A World of Warcraft.
By Fuseball
Yes! I am a long way from home
Last night I sat in the pub talking to a friend of mine. Our words were uncontrollably but subtly slurred as the beers took their toll. We talked of our hopes for the future and reflected on the past day, of relationships and driving fears and our mundane lives. The pub itself was warm and comforting. I felt calm and happy. Those feelings were as honest and true as any in life. The pub doesn’t exist.
There are downsides to every job. Retail has its own peculiar rules that seem alien to anyone with a 9-5 Monday to Friday existence. The natural flow and rhythm of week and weekend is broken. I once lived for the weekend. Now I don’t know when that is. Some days I’m not sure that I live at all. Time off during the week isn’t the same. The novelty of a ‘stolen’ midweek day is gone. They become non-days. Lost rather than reclaimed. A day of household chores, of washing, tidying and supermarket shopping. A day for introspection and missing friends.
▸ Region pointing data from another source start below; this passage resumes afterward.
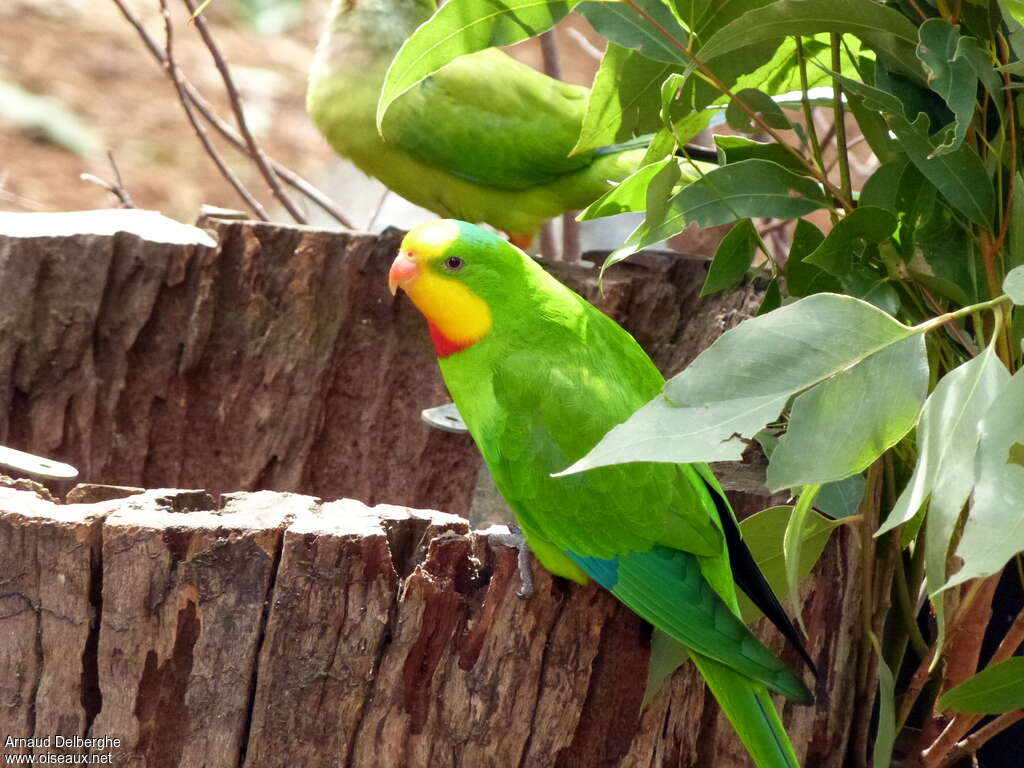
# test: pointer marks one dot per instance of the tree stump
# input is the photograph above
(261, 629)
(262, 356)
(272, 629)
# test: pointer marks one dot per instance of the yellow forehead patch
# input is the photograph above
(432, 239)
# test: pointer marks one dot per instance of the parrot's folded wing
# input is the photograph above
(667, 588)
(492, 120)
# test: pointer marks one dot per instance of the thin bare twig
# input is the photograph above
(117, 187)
(236, 100)
(204, 108)
(172, 70)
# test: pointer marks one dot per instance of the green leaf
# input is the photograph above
(885, 737)
(885, 30)
(462, 27)
(1015, 245)
(744, 189)
(763, 532)
(949, 76)
(744, 379)
(994, 528)
(947, 440)
(803, 279)
(993, 690)
(1013, 285)
(761, 103)
(624, 100)
(848, 239)
(732, 259)
(793, 542)
(876, 400)
(623, 25)
(960, 175)
(629, 196)
(893, 186)
(738, 148)
(842, 498)
(873, 288)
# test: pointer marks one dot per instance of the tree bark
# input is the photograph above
(271, 629)
(275, 359)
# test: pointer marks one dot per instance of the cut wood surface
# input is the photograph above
(270, 629)
(262, 356)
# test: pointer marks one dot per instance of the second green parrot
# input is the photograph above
(485, 138)
(540, 376)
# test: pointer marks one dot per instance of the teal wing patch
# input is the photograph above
(667, 588)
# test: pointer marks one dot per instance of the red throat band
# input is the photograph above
(442, 344)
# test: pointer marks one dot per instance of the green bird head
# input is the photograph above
(465, 281)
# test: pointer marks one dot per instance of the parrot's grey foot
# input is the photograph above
(515, 539)
(445, 418)
(35, 465)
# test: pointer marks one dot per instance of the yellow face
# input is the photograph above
(430, 276)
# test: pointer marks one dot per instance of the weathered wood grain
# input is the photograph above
(275, 360)
(272, 629)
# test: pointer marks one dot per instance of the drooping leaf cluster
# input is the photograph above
(883, 374)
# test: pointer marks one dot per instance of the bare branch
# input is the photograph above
(236, 99)
(204, 108)
(117, 187)
(172, 70)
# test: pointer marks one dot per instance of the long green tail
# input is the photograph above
(752, 713)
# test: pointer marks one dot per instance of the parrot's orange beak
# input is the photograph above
(403, 270)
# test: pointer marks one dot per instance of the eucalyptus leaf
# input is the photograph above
(772, 299)
(744, 379)
(993, 690)
(761, 103)
(950, 76)
(748, 188)
(802, 278)
(732, 259)
(1013, 285)
(461, 27)
(885, 738)
(885, 30)
(763, 534)
(960, 175)
(993, 531)
(944, 475)
(737, 148)
(841, 498)
(625, 26)
(864, 224)
(793, 543)
(629, 196)
(877, 401)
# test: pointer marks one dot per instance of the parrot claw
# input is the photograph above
(444, 418)
(35, 465)
(515, 539)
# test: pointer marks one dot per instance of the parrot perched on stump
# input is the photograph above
(485, 138)
(540, 376)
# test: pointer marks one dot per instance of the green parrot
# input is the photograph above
(540, 376)
(485, 139)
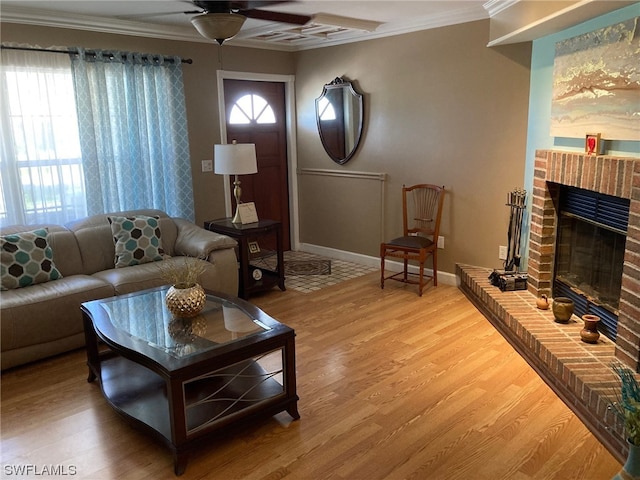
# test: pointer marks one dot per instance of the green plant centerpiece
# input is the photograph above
(626, 406)
(185, 298)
Going here better than playing with your friends? We don’t think so.
My diary reads like a litany of disappointments. Cancelled meetings and frustrated events. Life goes on very much without me. It can be another friend’s wedding missed, or the opportunity to shake Billy Mitchell’s hand passed. I see the pictures afterwards, recognise a friendly rival player amongst the winners at CGE UK and think “I should have been there”. Worse is knowing that player is thinking the same thing, wondering where I was to put up some healthy competition that day. All my friends seem so very far away.
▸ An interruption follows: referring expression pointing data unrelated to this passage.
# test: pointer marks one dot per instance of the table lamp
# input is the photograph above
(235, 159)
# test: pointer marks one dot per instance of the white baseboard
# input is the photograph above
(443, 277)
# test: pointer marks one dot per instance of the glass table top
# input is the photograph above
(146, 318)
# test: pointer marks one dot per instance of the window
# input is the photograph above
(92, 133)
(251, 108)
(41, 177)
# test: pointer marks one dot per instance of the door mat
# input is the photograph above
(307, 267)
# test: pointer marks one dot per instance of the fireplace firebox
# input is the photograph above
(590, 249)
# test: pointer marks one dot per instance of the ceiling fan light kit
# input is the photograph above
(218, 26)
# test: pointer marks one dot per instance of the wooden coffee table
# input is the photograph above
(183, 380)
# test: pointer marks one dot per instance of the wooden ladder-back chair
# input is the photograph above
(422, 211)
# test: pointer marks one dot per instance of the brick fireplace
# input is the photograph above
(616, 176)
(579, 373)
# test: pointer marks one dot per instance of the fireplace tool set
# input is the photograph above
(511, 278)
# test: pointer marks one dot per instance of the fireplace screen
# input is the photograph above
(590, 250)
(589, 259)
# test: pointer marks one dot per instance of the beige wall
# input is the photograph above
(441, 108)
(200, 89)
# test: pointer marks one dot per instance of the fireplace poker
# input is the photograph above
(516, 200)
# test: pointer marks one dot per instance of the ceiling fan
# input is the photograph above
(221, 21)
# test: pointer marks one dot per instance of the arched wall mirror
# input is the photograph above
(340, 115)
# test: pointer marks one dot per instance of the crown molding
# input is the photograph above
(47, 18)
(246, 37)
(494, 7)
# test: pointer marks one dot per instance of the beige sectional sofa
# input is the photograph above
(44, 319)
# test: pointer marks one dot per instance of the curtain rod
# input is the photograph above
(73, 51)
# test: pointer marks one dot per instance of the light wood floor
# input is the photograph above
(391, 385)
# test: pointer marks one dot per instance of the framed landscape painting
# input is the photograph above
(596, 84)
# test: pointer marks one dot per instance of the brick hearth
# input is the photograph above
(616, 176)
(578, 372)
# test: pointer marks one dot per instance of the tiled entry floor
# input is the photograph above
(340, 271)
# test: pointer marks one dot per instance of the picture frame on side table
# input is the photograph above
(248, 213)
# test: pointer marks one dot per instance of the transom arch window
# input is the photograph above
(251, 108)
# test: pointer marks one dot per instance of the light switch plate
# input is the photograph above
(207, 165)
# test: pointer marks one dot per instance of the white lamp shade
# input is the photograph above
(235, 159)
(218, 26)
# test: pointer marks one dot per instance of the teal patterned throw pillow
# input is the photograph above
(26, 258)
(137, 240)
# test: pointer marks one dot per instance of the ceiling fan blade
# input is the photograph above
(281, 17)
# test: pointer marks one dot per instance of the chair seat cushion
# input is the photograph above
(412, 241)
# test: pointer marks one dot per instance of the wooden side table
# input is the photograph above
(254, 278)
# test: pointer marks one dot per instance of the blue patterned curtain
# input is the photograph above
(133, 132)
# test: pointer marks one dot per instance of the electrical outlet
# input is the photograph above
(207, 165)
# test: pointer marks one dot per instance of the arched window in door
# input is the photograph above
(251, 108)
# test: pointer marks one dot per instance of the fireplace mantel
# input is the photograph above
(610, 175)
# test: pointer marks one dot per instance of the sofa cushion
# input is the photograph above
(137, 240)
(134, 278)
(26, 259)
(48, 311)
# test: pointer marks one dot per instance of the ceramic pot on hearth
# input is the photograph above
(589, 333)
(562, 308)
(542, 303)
The non-existent pub is in a fictional city, in a fictional continent, in a fictional world. I have friends there, and I can see them most days. Right now that’s all I ask from a videogame, to fill that social gap. Online gaming has been a trial by combative petulant brats for me so far. The alpha male willy-waving of deathmatch doesn’t do it for me. I don’t have to kill my peers to feel good about myself. I want conversation and cooperation – the things you enjoy in real life. The things I miss in real life.
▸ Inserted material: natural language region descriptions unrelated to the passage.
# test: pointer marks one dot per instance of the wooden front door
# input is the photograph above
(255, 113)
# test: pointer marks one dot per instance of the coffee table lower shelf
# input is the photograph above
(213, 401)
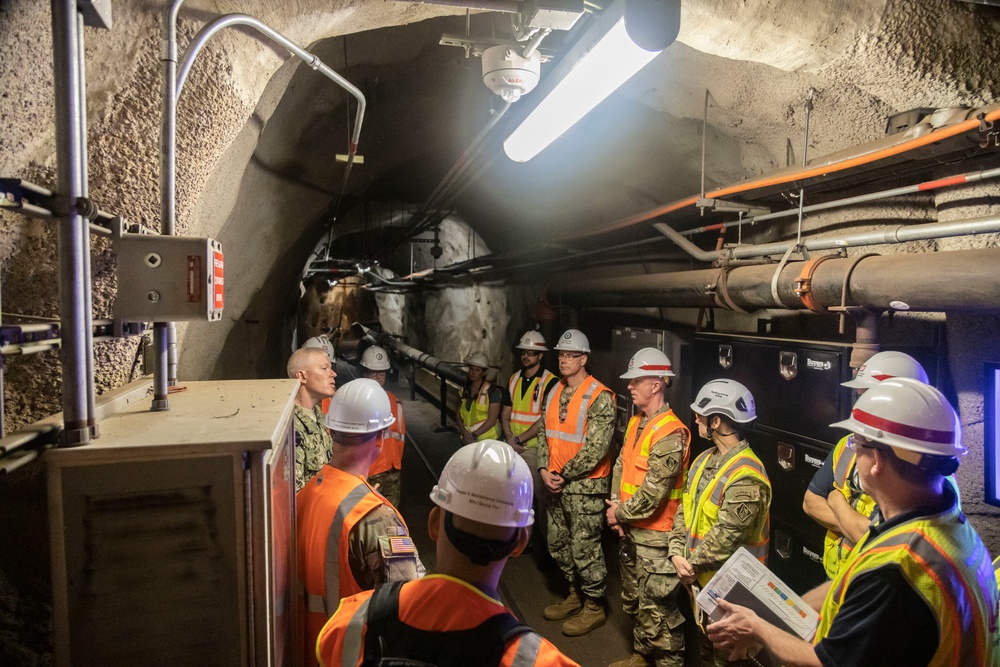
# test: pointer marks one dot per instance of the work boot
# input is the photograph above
(634, 660)
(590, 618)
(560, 610)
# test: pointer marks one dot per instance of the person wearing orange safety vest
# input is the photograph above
(646, 490)
(727, 497)
(834, 498)
(918, 588)
(348, 537)
(454, 618)
(385, 472)
(478, 412)
(521, 414)
(574, 464)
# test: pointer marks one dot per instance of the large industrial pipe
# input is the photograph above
(444, 369)
(73, 228)
(957, 281)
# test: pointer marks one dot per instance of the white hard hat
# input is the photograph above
(478, 359)
(487, 482)
(886, 365)
(323, 343)
(908, 414)
(533, 341)
(726, 397)
(648, 361)
(573, 340)
(375, 359)
(360, 406)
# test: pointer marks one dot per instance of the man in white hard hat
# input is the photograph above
(727, 496)
(834, 498)
(646, 489)
(385, 471)
(574, 463)
(453, 617)
(918, 588)
(311, 367)
(349, 539)
(521, 413)
(478, 413)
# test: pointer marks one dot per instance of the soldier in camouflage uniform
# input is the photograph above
(313, 445)
(646, 489)
(574, 465)
(726, 499)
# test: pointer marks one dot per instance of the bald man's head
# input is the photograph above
(302, 359)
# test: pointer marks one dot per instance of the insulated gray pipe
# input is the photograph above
(73, 228)
(957, 281)
(444, 369)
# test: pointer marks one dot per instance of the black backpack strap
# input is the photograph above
(383, 614)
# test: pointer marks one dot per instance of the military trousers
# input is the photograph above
(650, 590)
(575, 525)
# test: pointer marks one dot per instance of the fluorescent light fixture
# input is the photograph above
(597, 74)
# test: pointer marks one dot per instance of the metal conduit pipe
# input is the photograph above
(956, 281)
(926, 186)
(164, 334)
(444, 369)
(73, 228)
(898, 234)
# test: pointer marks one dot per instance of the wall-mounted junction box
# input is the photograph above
(168, 278)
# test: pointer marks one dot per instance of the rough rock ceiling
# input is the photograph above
(642, 147)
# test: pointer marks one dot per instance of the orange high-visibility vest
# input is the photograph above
(635, 464)
(526, 408)
(327, 508)
(436, 603)
(391, 456)
(565, 438)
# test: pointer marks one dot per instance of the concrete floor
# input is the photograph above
(531, 581)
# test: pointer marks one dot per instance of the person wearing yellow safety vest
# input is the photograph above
(478, 412)
(521, 413)
(646, 489)
(575, 467)
(727, 497)
(452, 618)
(919, 588)
(834, 498)
(385, 471)
(348, 537)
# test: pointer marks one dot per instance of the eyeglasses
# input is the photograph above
(854, 441)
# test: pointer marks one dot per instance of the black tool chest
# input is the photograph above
(797, 388)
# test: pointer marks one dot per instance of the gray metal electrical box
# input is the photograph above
(169, 278)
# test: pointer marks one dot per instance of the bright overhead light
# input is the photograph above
(597, 74)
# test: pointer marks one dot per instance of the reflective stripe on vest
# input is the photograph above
(526, 654)
(391, 456)
(478, 413)
(526, 407)
(566, 438)
(328, 508)
(702, 512)
(837, 547)
(945, 562)
(635, 464)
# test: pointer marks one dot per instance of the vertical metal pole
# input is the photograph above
(164, 335)
(88, 297)
(73, 229)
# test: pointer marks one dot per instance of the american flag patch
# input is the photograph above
(401, 545)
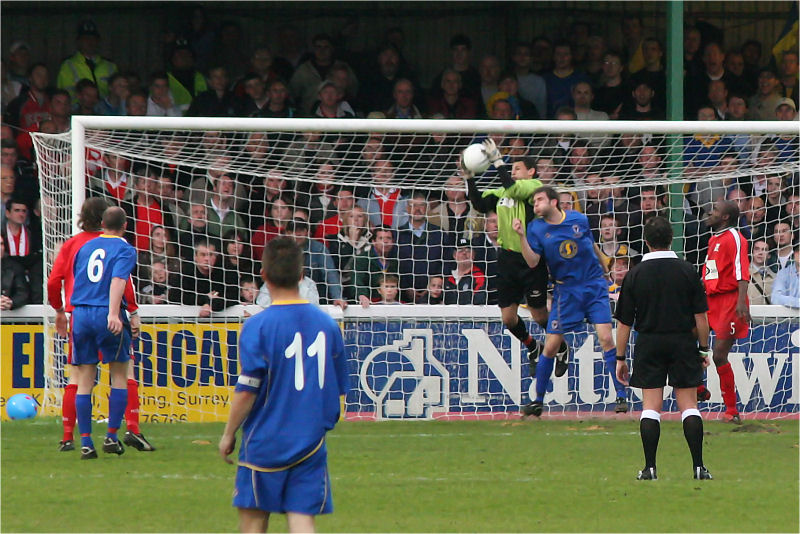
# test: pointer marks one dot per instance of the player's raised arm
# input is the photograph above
(603, 264)
(531, 258)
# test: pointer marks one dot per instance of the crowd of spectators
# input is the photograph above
(368, 234)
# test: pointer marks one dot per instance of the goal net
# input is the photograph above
(390, 228)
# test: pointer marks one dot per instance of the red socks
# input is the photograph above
(132, 409)
(68, 412)
(69, 415)
(728, 388)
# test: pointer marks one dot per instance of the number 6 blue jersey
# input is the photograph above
(96, 263)
(293, 358)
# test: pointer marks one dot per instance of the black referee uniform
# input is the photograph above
(659, 298)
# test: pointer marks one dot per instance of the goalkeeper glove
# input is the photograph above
(465, 172)
(492, 152)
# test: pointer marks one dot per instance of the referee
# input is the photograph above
(664, 297)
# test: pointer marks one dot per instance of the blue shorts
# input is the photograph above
(90, 335)
(303, 489)
(573, 304)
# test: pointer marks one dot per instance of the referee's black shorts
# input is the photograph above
(657, 356)
(516, 280)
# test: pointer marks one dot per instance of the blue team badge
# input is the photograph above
(568, 249)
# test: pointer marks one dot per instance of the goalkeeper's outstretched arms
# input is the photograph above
(480, 201)
(496, 159)
(531, 257)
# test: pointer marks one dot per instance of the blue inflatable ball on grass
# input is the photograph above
(21, 406)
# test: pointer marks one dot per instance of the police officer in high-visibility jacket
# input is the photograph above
(185, 82)
(86, 63)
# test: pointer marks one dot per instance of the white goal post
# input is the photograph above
(419, 360)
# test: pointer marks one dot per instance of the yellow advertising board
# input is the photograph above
(186, 372)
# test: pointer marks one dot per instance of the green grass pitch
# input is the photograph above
(399, 476)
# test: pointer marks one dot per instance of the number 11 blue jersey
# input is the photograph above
(97, 262)
(293, 358)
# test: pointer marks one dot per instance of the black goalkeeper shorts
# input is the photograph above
(515, 281)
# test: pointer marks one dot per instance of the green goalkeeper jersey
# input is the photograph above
(511, 205)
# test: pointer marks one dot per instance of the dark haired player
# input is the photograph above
(564, 240)
(62, 274)
(100, 326)
(515, 279)
(293, 371)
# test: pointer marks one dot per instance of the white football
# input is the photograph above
(474, 157)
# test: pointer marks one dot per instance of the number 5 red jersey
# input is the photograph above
(726, 263)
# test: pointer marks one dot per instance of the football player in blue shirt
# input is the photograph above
(99, 322)
(293, 371)
(564, 240)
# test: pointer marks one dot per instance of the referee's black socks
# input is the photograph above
(650, 430)
(520, 331)
(693, 432)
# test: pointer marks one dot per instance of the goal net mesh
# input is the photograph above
(385, 219)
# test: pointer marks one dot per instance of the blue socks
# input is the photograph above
(83, 409)
(544, 368)
(610, 360)
(116, 410)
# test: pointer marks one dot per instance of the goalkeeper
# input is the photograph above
(515, 279)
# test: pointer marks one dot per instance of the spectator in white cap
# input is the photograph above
(786, 110)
Let’s all come together, right now.
I bought World of Warcraft on a whim. I was fed up and the screenshots looked pretty. Fantasy, as a genre, doesn’t really do it for me. I don’t read the books or see the films, and I certainly don’t ‘role play’, whatever that means. I let it sit on my desk for a week before installing it. I haven’t wanted to play anything else since. Sat in that virtual pub, ale in hand, it struck me that it may be the greatest and grandest videogame achievement yet. Nothing has come close to that sense of place and scale. Nothing has touched that spirit of community, of a world living all around you before.
San Andreas feels like the Truman Show now, a ghost town of bit-part actors and hollow props. The world exists only for you. All across the city are out-of-work characters waiting for your arrival and nothing else. It doesn’t live, doesn’t breathe. It sleeps when you sleep, is only there when you wake. It’s a sandbox for an only child.

The original fantasy playground.
By comparison World of Warcraft’s Azeroth feels more like Westworld (or more accurately Medievalworld). It is a holiday, an escape, for when circumstances tie us down to home and work. It’s also the closest I can come to being with friends at the moment. I don’t feel so far away now, I don’t feel so lost and I’m not so scared of that ogre that looks a lot like Yul Brynner now either.